We are pleased to welcome Rachael Antwis, Jon Bielby, Fleur Ponton and Rafael L. G. Raimundo who have all recently joined the Journal of Animal Ecology Associate Editor Board.
Rachael Antwis
School of environment and life sciences. University of Salford, UK
Rachael is a microbial ecologist, broadly interested in genetic and environmental interactions that influence host microbiome composition, and the consequences of these for host functioning. Her research spans most taxonomic groups including invertebrates, amphibians, mammals and plants, in both terrestrial and aquatic environments. She has a particular interest in the role of host microbiomes in mediating infectious diseases in both animals and plants. To understand this, she uses a combination of genomics approaches, including metabarcoding and metatranscriptomics, in both experimental and wild systems.
Jon Bielby
Liverpool John Moores University, UK
Jon is broadly interested in population biology, epidemiology and conservation. His work includes a diversity of approaches and scales ranging from the response of individual animals to parasite exposure, right up to species-level analyses of how species ecology and life history interact with the threat levels where they live to determine their susceptibility to decline and extinction. He has a broad taxonomic interest, but am particularly interested in reptiles and amphibians.
Fleur Ponton
Macquarie University, NSW, Australia
Fleur is a physiological ecologist who studies the links between nutrition, disease, immunity and gut microbiota to provide a more comprehensive and robust understanding of the key determinants of the outcome of host–pathogen interactions.

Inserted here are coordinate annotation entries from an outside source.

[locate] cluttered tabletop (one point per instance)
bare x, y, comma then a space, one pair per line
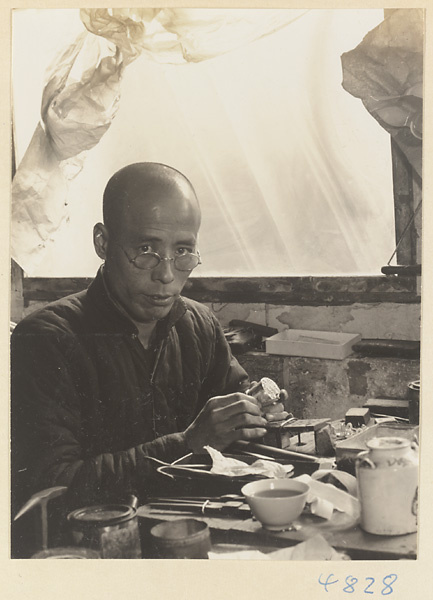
313, 489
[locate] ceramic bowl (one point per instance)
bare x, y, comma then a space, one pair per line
276, 503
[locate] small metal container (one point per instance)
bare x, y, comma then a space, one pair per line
110, 529
181, 538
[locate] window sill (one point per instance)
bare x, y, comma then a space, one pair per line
303, 291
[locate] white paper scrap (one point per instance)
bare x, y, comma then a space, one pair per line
232, 467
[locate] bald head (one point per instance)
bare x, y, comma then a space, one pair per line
147, 184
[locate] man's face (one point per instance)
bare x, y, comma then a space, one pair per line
167, 223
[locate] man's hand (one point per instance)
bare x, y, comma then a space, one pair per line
225, 419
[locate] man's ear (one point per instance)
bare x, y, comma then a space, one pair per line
100, 240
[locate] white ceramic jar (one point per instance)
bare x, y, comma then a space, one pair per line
387, 475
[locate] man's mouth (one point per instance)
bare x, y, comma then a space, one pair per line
160, 299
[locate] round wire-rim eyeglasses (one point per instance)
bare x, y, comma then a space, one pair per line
147, 261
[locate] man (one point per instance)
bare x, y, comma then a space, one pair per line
104, 380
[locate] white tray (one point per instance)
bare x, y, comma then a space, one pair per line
315, 344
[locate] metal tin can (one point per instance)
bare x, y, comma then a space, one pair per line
111, 529
387, 476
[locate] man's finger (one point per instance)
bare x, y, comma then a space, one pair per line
227, 412
272, 409
222, 401
249, 433
240, 421
282, 416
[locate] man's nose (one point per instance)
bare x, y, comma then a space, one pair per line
164, 271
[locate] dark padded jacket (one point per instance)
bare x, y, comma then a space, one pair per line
89, 403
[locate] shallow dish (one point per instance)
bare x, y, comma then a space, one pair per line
276, 503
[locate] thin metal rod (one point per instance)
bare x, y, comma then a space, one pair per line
405, 230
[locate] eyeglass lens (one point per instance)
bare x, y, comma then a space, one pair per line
181, 263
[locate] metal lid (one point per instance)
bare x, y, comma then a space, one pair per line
102, 515
387, 443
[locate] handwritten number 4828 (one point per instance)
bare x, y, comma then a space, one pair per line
350, 581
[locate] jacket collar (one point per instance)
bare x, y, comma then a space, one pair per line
113, 316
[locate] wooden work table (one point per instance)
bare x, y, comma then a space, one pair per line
342, 534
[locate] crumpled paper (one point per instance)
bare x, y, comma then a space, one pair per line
315, 548
324, 498
82, 94
231, 467
386, 72
79, 102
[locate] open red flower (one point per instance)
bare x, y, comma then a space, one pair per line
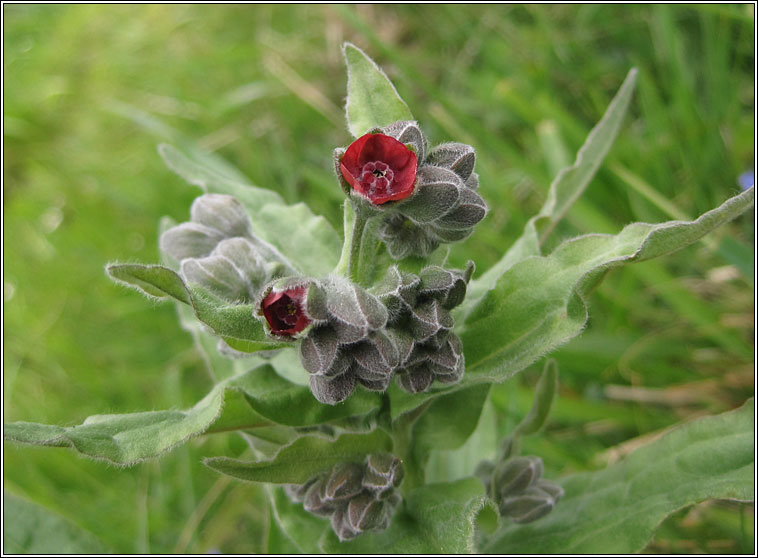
380, 168
284, 311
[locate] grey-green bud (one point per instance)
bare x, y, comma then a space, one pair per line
415, 379
221, 212
332, 390
365, 513
398, 291
409, 133
315, 502
383, 471
458, 157
190, 240
437, 193
532, 504
404, 238
470, 210
428, 319
319, 350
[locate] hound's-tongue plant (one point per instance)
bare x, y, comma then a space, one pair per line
399, 350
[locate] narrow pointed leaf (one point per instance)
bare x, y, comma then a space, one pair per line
236, 323
305, 240
544, 396
617, 510
304, 458
543, 297
564, 191
372, 100
258, 398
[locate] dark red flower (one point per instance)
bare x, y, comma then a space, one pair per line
284, 311
380, 167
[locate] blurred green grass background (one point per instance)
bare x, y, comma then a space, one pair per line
90, 90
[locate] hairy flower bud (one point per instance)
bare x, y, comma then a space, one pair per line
221, 212
518, 489
535, 502
332, 390
358, 497
458, 157
365, 513
398, 291
383, 471
344, 482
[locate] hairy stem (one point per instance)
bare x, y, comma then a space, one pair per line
402, 431
357, 259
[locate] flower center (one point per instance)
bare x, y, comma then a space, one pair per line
376, 178
285, 311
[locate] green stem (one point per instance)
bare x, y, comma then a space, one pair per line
355, 259
402, 432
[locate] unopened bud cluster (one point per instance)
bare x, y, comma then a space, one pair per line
442, 207
217, 250
401, 327
358, 497
350, 335
517, 487
421, 325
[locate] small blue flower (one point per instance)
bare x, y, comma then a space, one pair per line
747, 180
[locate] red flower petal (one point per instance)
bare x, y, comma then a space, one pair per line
284, 312
380, 148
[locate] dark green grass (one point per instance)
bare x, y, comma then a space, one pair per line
263, 86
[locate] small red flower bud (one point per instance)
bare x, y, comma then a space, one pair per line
284, 311
380, 168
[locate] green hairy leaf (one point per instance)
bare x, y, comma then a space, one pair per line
306, 240
29, 528
563, 192
304, 458
437, 519
543, 298
300, 527
258, 398
372, 100
450, 419
617, 510
236, 323
547, 388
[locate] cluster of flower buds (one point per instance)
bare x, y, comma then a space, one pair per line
217, 250
427, 198
358, 497
402, 327
517, 487
420, 323
346, 344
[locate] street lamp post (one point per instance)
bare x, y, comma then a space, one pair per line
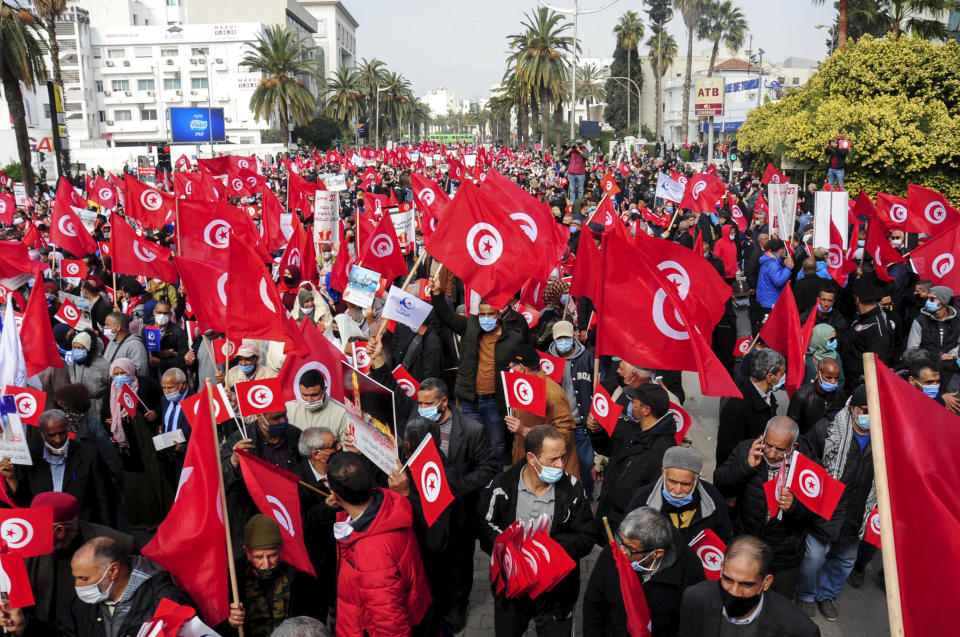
573, 72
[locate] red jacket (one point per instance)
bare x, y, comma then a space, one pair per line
381, 587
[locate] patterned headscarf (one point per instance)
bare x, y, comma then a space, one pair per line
116, 407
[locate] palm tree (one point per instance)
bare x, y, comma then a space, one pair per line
629, 31
539, 58
21, 60
343, 95
722, 21
843, 18
278, 56
663, 49
49, 12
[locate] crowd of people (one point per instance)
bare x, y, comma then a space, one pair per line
380, 568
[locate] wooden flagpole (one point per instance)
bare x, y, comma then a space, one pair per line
889, 551
223, 504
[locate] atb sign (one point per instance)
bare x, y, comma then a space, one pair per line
708, 97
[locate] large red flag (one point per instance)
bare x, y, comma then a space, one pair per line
132, 254
634, 600
929, 211
39, 348
191, 540
479, 243
924, 508
936, 259
782, 332
653, 325
274, 491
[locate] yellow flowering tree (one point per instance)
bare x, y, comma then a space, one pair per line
898, 101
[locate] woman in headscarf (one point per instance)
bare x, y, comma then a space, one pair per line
823, 344
147, 493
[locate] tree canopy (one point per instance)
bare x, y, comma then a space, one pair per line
897, 100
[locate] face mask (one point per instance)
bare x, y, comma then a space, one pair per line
931, 390
430, 413
677, 501
91, 593
57, 451
549, 475
738, 606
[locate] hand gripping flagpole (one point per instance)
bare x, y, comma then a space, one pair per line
889, 550
223, 504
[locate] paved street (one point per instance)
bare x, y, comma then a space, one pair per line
863, 612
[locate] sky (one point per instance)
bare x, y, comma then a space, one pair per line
461, 44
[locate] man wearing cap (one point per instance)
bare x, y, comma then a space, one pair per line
689, 502
526, 360
842, 447
49, 574
270, 590
644, 432
578, 386
936, 328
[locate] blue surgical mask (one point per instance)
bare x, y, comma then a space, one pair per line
430, 413
549, 475
931, 390
683, 501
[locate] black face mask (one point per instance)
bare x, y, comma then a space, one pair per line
738, 606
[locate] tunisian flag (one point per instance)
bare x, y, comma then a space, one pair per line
479, 243
274, 491
702, 193
782, 332
936, 259
191, 540
132, 254
921, 469
654, 325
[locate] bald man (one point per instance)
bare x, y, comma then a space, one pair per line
822, 397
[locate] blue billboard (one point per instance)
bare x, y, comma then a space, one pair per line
192, 125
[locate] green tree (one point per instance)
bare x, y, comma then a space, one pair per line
21, 60
692, 11
897, 100
723, 21
629, 30
279, 55
539, 55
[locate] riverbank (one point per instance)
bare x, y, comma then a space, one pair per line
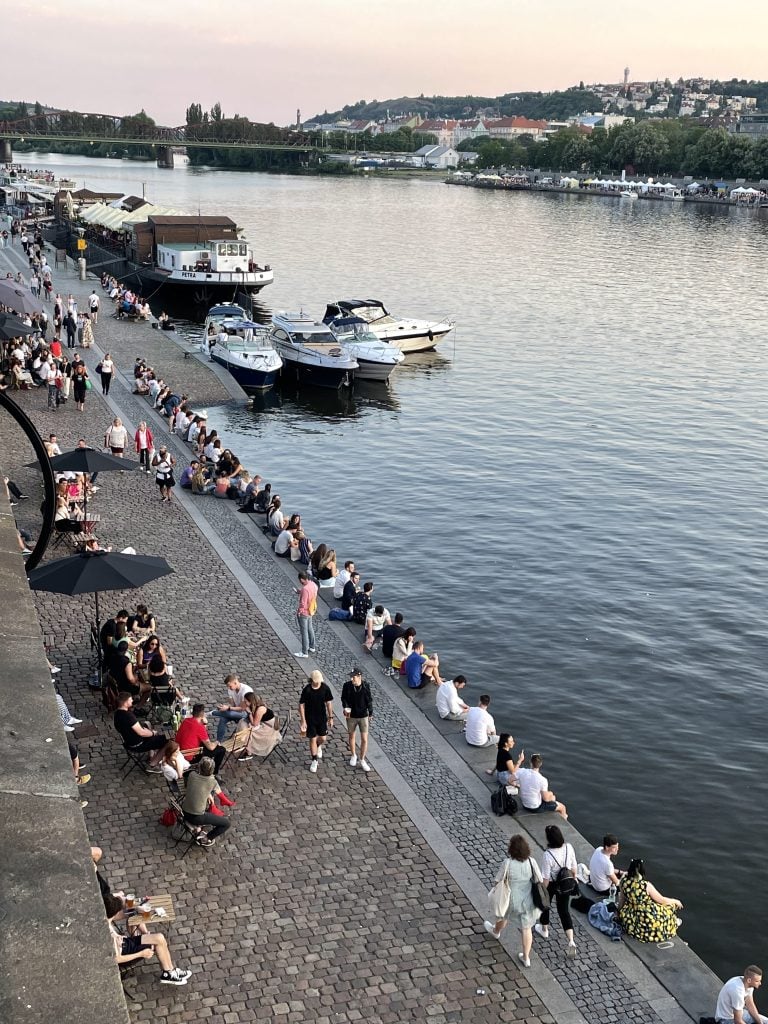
442, 795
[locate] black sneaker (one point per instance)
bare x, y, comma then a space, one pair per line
175, 977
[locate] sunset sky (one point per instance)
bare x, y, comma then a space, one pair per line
263, 60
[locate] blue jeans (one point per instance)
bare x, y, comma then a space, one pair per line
306, 629
224, 718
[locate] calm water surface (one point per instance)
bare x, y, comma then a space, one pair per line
568, 499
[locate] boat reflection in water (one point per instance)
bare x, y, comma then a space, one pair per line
326, 403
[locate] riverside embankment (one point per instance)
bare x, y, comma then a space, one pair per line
209, 617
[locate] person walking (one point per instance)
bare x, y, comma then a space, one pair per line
163, 464
70, 325
144, 443
80, 384
358, 710
558, 869
307, 606
520, 870
105, 370
116, 437
315, 715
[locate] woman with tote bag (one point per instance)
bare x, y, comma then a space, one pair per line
514, 884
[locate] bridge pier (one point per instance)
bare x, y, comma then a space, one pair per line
165, 156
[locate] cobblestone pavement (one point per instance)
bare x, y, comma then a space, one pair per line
324, 903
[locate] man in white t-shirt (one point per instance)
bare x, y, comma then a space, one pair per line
602, 872
535, 792
736, 1001
342, 577
480, 728
450, 705
236, 709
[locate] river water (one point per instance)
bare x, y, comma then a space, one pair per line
568, 499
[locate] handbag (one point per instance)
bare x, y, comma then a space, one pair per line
539, 891
499, 896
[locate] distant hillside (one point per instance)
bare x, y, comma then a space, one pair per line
553, 105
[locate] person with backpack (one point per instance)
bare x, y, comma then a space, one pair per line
558, 869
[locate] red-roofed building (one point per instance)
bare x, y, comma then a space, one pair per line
510, 127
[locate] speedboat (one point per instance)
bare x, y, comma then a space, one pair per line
376, 359
310, 351
245, 349
408, 335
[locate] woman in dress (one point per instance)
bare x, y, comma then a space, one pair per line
559, 857
643, 911
79, 377
116, 437
163, 464
520, 870
264, 735
108, 369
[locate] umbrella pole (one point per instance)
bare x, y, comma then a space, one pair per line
98, 645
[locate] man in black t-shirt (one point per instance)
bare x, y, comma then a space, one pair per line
315, 715
391, 633
137, 737
350, 589
110, 632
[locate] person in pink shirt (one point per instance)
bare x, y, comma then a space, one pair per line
305, 611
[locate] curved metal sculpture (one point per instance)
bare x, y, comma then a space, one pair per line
49, 485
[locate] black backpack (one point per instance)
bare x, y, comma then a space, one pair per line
502, 803
565, 884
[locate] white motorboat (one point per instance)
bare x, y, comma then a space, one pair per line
310, 351
376, 358
408, 335
246, 350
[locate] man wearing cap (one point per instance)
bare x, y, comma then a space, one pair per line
315, 715
358, 710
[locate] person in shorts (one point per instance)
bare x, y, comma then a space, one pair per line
358, 710
140, 944
315, 715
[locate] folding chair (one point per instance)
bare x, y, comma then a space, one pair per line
66, 530
184, 830
278, 749
236, 745
136, 759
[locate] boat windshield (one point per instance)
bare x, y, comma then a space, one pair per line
353, 332
374, 314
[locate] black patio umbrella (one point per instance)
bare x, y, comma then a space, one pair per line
94, 572
18, 297
12, 327
87, 461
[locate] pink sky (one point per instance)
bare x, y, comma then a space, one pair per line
263, 60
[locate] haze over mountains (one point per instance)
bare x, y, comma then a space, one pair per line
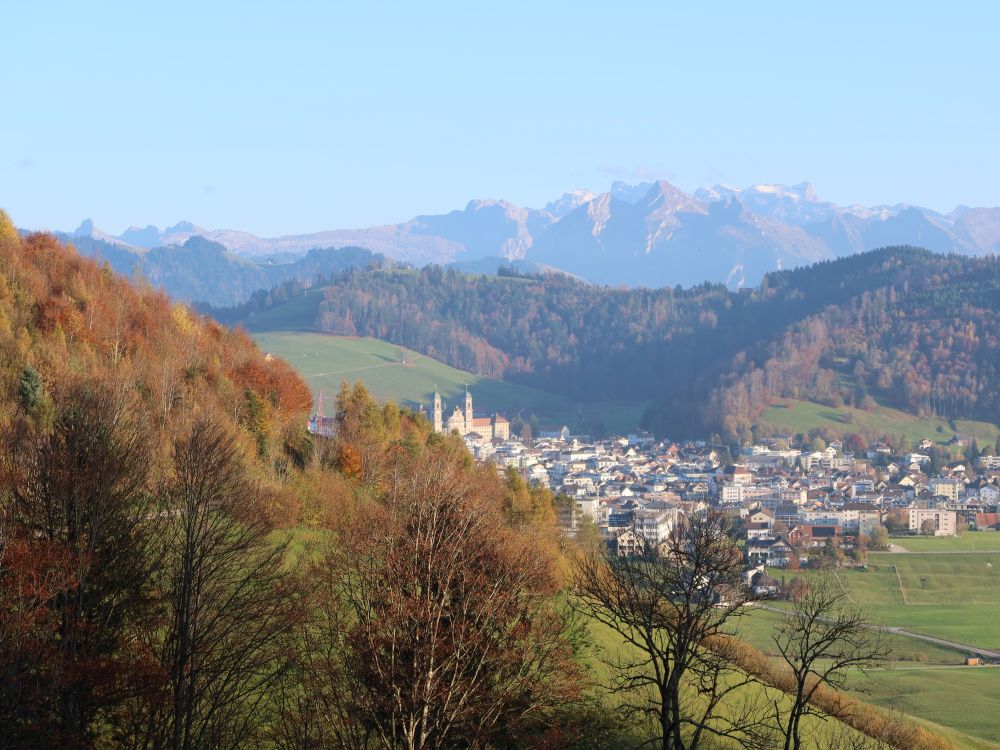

Her current research focuses on how nutrition promotes resistance after infection and the transgenerational effects of nutrition on offspring resistance. Fleur mainly works with insects.
Rafael L. G. Raimundo
Department of Engineering and Environment, Center for Applied Sciences and Education, Federal University of Paraíba, Brazil
Rafael combines conceptual synthesis, species-interaction data, and adaptive network models to investigate eco-evolutionary processes shaping ecological interactions that connect the structure of biodiversity and ecosystem functioning. He is particularly interested in understanding the interplay between rapid evolution and ecological processes, focusing on how this interplay acts upon species-rich networks via adaptive interaction rewiring. He is also interested in applying network analyses and models to bridge eco-evolutionary principles to conservation strategies at the community and meta-community scales.